We are validating the JSON schema, but are we validating more using https://build.fhir.org/datatypes.html? Is it part of the JSON schema? Can you write some unit tests to test the limits and see if we accept and refuse stuff, in a classic TDD approach, and then implement what is needed based on the results, and iterate?

Follow-ups:

Yes I think you can continue to the next steps. For some of the validation, I assume you can find existing crates? If it's too difficult? But good job. Let's continue with a TDD approach. Write the tests first, they should fail, implement, see, iterate. Thank you.

Do NOT use sub-agents to read files. Use sub-agents to perform meaningful exploration tasks such as finding patterns, summarization, identifying things.
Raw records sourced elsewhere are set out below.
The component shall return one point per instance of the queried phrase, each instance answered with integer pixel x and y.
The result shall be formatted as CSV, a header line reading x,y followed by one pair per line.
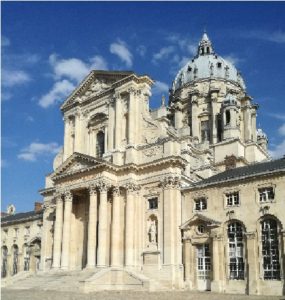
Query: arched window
x,y
270,250
100,141
4,262
26,252
228,117
236,252
15,253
Session 15 — Claude Opus 4.6 (autopilot)

Can you setup CI/CD with GitHub Actions? At the same time it would be neat if you add a Helm chart to deploy it in Kubernetes, with CloudNativePG support (assume it's already installed). You can look at rusty-valkey-forward-auth reference submodule for reference implementation. We want to release the charts too, so one needs to create an empty gh-pages branch, somehow.

Session 16 — GPT-5.4 (autopilot)

I'm not sure I like the pagination: it seems to be based on offset and count, which is beginner-level pagination. Can we instead use better pagination, i.e. the one that sorts and uses the afterId approach? It's slower but better IMHO.

Is page size configurable? Do we have good tests on pagination? Can we have a good test where we generate quite a few documents, nothing dramatic, in which we can test pagination advanced scenarios?

Follow-up:

I started PostgreSQL, and you can keep iterating. Make sure we get this perfect!

Session 17 — Claude Opus 4.6 (autopilot)

Hi, I think we should support the rules and search parameters: having more rules, more indexes in the database, in a good way.

For example we look at Patient, are we using the patients correctly? I look at Location (https://build.fhir.org/location.html#search), I also see a lot of features regarding search, are we supporting them?

I would really enjoy if you make a file that is the list of all the ResourceTypes. You can compute that list programmatically. You must iterate on the list resource type per resource type until all the search parameters and business rules of each resource type is correctly implemented. I do not want a simple Patient and let's move on thing. This should be a proper FHIR implementation that supports ALL official resource types. It's going to be a lot of code, so be methodical, organised, use files, memory, todo list, no shortcuts, take your time, iterate, run the tests, the linters, iterate again, don't get de-motivated. I count on you.

Follow-ups:

Sorry the submodules weren't checked out, you can read them again if you wish.

So it works, but do we have indexes for fast querying? Note that the indexes should handle when many documents have no value for specific fields and so on. Not everything can have indexes too I assume.

You are the expert, but why so few indexes compared to the number of search parameters? Why only 17 resource types for the index? Are we providing this information in the capability statement document?

Also Location looks cool: https://build.fhir.org/location.html — like "near" search that is very special. Perhaps we need some geospatial indexes?

Yes.

Session 18 — Claude Opus 4.6 (autopilot)

I think the ci.yml is not using the new ARM nodes from GitHub, so it will be super slow. Can you look at how it's done in the rusty-valkey-forward-auth reference project? Can we also add pre-commit in GitHub and the pre-commit configuration file? pre-commit with gitleaks can be useful. You can add some .gitlint too.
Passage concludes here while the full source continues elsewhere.